Thursday, February 28, 2008
In Sprint/United Management Co. v. Mendelsohn, 2008 WL 495370 (U.S. 2008), the United States Supreme Court concluded that "[r]elevance and prejudice under Rules 401 and 403 are determined in the context of the facts and arguments in a particular case, and thus are generally not amenable to broad per se rules." Ellen Mendelsohn worked in the Business Development Strategy Group for Sprint from 1989 through 2002, when Sprint terminated her as a part of an ongoing company-wide reduction on force. Mendelsohn subsequently sued Sprint in the District Court for the District of Kansas under the Age Discrimination in Employment Act of 1967 (ADEA), claiming that she was fired based on her age. As support for her claim, Mendelsohn sought to introduce testimony by five other former Sprint employees who claimed that their supervisors had discriminated against them because of age, but none of these other employees worked in the Business Development Strategy Group with Mendelsohn, nor had any of them worked under the supervisors in her chain of command.

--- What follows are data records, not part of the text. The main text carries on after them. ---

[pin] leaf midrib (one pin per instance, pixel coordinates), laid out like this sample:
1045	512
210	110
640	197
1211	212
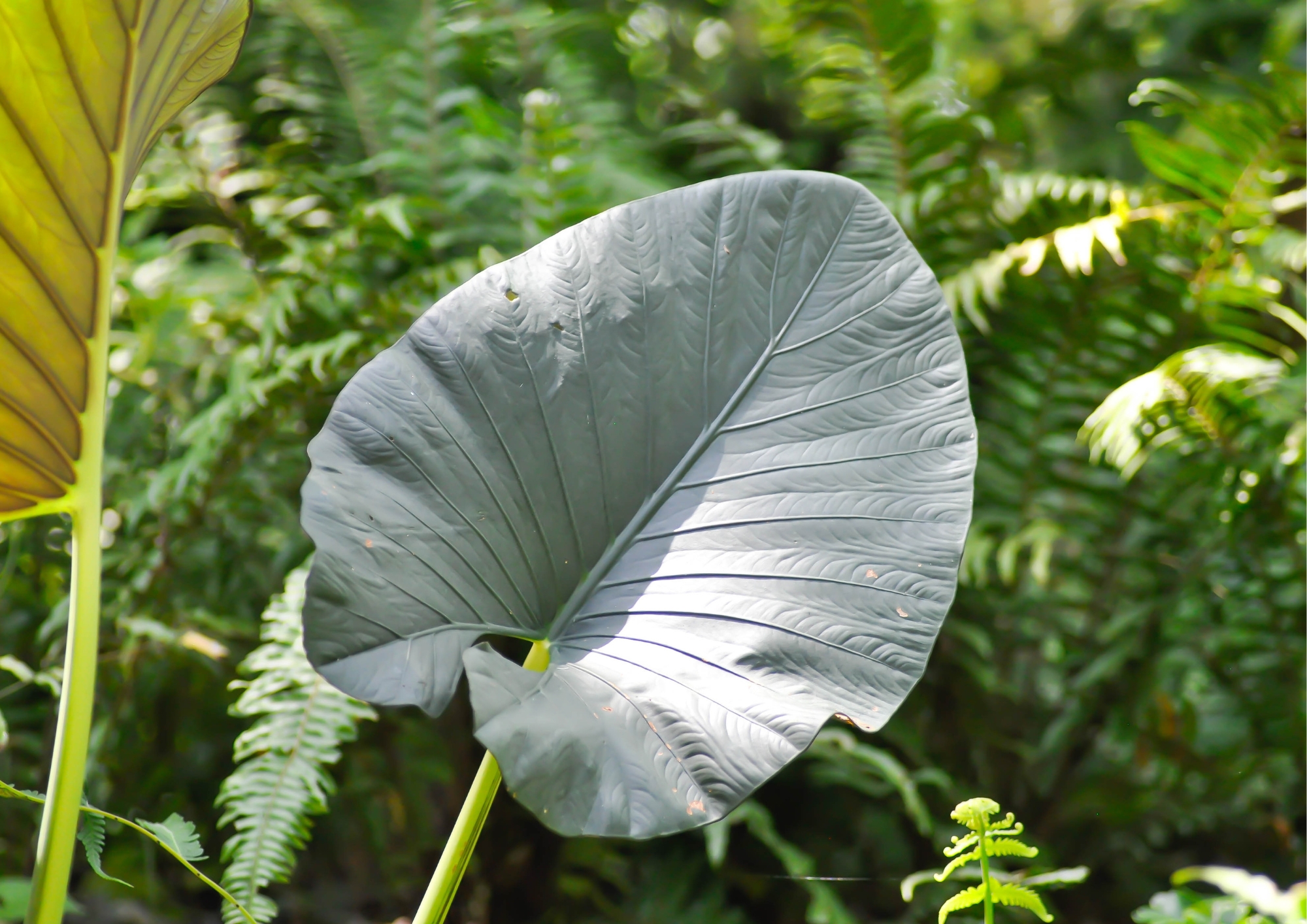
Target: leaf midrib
706	437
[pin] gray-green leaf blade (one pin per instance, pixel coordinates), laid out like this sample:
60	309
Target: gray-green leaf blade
740	410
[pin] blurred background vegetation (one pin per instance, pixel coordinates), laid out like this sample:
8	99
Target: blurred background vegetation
1125	662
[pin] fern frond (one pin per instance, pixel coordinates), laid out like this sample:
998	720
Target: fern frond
1017	193
280	780
1010	848
976	814
961	859
961	845
964	900
1020	897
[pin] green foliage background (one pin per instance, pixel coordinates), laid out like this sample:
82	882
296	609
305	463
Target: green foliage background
1125	663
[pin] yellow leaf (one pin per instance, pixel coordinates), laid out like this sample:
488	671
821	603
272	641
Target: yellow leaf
86	90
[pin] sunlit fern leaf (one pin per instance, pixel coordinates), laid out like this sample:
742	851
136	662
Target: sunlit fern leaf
1191	393
1020	897
1010	848
87	90
964	900
280	780
1016	194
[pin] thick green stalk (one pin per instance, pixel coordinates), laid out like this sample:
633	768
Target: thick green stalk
467	829
73	734
985	874
69	765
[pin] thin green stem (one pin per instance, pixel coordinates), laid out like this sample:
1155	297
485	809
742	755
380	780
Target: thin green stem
467	829
985	874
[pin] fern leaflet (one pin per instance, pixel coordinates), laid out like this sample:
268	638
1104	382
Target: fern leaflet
282	761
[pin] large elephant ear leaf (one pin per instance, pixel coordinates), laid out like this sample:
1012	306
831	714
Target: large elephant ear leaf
86	90
714	448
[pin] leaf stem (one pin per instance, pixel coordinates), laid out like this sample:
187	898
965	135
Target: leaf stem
985	872
73	735
467	828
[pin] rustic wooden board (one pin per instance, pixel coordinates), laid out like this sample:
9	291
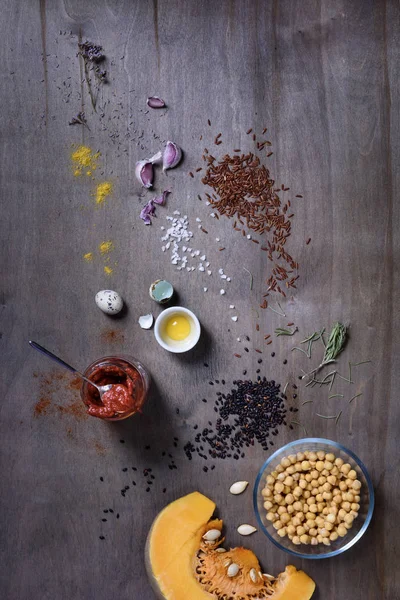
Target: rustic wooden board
323	77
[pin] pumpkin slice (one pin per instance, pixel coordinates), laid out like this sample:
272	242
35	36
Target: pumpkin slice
183	564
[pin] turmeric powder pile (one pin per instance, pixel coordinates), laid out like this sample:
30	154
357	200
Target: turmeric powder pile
84	160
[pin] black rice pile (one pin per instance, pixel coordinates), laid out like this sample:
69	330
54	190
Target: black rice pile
251	412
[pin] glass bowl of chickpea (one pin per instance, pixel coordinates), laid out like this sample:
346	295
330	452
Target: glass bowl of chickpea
313	498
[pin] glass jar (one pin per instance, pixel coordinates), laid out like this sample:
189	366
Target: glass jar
130	381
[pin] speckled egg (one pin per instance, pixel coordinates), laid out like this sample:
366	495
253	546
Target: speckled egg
109	302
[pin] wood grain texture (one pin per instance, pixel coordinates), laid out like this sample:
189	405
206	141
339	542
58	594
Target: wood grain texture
324	78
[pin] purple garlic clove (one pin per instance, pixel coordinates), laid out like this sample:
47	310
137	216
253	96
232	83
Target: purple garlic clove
155	102
144	170
172	155
161	199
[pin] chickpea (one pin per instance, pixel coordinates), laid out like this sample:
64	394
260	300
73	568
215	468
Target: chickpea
326	541
282	532
300	530
345	469
285	518
305	539
296	540
289	499
349	519
313	532
331	518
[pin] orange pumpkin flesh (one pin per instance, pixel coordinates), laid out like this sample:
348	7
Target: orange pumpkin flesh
182	566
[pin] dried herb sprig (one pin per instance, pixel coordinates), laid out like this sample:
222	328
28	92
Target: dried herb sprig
280	331
334	346
92	55
80	119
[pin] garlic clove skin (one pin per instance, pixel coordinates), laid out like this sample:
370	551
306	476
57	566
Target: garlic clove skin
172	156
238	487
246	529
144	173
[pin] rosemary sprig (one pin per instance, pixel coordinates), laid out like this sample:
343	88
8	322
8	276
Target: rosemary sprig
251	278
335	345
280	331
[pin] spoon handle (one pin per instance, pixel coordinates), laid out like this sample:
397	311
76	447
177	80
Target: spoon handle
53	357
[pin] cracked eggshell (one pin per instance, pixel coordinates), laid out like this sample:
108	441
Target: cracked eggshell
109	301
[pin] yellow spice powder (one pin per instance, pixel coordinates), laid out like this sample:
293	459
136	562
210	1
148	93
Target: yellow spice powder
102	191
83	157
106	247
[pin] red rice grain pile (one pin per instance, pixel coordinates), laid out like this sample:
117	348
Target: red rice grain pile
244	189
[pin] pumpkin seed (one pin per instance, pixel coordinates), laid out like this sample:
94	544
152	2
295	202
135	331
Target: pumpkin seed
253	575
246	529
233	570
238	487
211	535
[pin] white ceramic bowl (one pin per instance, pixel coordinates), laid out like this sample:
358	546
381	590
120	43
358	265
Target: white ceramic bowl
172	345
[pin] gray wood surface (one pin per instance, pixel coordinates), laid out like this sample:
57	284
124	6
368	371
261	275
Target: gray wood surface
324	78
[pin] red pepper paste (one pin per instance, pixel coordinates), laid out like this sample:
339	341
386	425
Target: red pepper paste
126	395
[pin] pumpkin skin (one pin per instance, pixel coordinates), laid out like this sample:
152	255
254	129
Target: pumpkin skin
182	566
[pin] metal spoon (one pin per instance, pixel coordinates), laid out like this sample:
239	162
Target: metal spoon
102	389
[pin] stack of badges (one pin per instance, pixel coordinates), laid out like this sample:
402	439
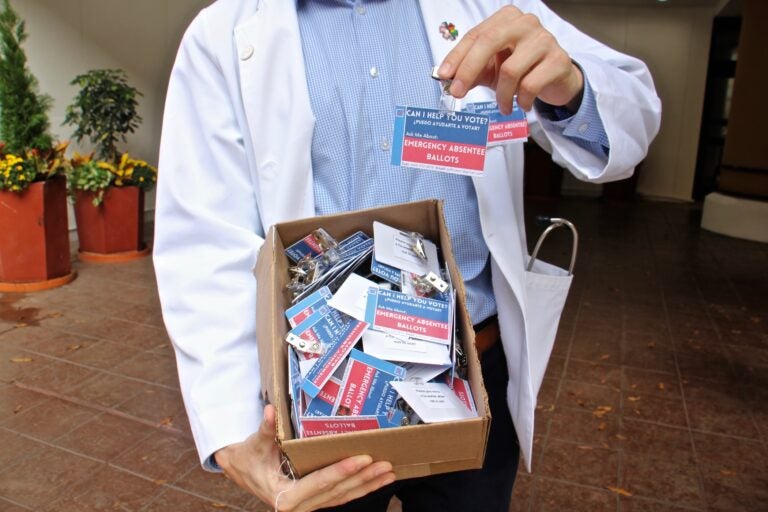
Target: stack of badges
373	340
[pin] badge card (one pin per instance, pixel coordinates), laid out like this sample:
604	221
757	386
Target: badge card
440	140
365	389
502	129
403	314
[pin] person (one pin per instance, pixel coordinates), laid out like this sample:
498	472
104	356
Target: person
279	110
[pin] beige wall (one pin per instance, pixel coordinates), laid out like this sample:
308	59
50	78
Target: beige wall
69	37
674	42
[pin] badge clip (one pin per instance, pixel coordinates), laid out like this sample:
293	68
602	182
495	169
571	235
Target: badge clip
306	346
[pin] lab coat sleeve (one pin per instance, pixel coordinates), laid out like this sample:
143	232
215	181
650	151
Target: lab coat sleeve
207	236
626	99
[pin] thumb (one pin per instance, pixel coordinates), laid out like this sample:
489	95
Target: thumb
268	428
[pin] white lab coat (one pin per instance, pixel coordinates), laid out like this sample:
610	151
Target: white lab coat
235	159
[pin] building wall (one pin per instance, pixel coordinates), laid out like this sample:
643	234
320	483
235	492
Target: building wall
68	37
674	42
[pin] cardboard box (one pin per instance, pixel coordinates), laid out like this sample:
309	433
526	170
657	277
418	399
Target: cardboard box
414	451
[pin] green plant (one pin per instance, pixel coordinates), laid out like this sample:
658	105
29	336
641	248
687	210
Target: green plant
24	121
104	110
96	176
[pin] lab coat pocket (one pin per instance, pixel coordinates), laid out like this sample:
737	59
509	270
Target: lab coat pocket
546	288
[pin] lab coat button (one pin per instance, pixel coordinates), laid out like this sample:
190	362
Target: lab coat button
247	52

Sprint thereafter brought a motion in limine to exclude this "me too" testimony on the ground that it was irrelevant under Federal Rule of Evidence 401 because the only relevant testimony could come from employees who were “similarly situated” to Mendelsohn in that they had the same supervisors. It also argued that even if this testimony had probative value, that value was substantially outweighed by the danger of unfair prejudice, confusion of the issues, misleading of the jury, and undue delay, making it inadmissible under Federal Rule of Evidence 403. In a minute order that did not explain its ruling in great detail, the district court granted the motion in limine. On Mendelsohn's appeal, the Tenth Circuit treated the minute order as the application of a per se rule that evidence from employees with other supervisors is irrelevant to proving discrimination in an ADEA case. The Tenth Circuit then disagreed with this alleged conclusion, engaged its own weighing of the testimony's relevance and prejudice, determined that the testimony was admissible, and thus reversed and remanded for a new trial.
The Supreme Court subsequently granted certorari, and on Tuesday, it determined in a unanimous opinion that the Court of Appeals erred in conducting its own weighing of the testimony's relevance and prejudice after concluding that the District Court applied a per se rule. The Supreme Court found that, had the district court applied a per se rule excluding the evidence, the Court of Appeals would have been correct to conclude that it had abused its discretion because "[r]elevance and prejudice under Rules 401 and 403 are determined in the context of the facts and arguments in a particular case, and thus are generally not amenable to broad per se rules." According to the Supreme Court, however, even if this were the case, the Tenth Circuit should merely have remanded the case because questions of relevance and prejudice are for the district court to determine in the first instance because it is virtually always is in the better position to assess the admissibility of the evidence in the context of the particular case before it. The Supreme Court, however, concluded that there was no evidence that the district court applied a per se rule, but because the basis for the district court's opinion was unclear, it remanded the case with instructions to have the district court clarify the basis for its evidentiary ruling.
In the wake of the ruling, a number of articles boasted headlines such as "Ruling May Aid Those Charging Age Bias" and "Court ruling helps ex-employee." In actuality, however, on the one hand, the Supreme Court actually struck down the Tenth Circuit opinion deeming Mendelsohn's "me too" testimony admissible, harming her cause and the cause of those charging age bias. On the other hand, the Court's ruling said nothing specifically about "me too" testimony except for that, as with most testimony, its relevance/prejudice cannot be decided on a per se basis.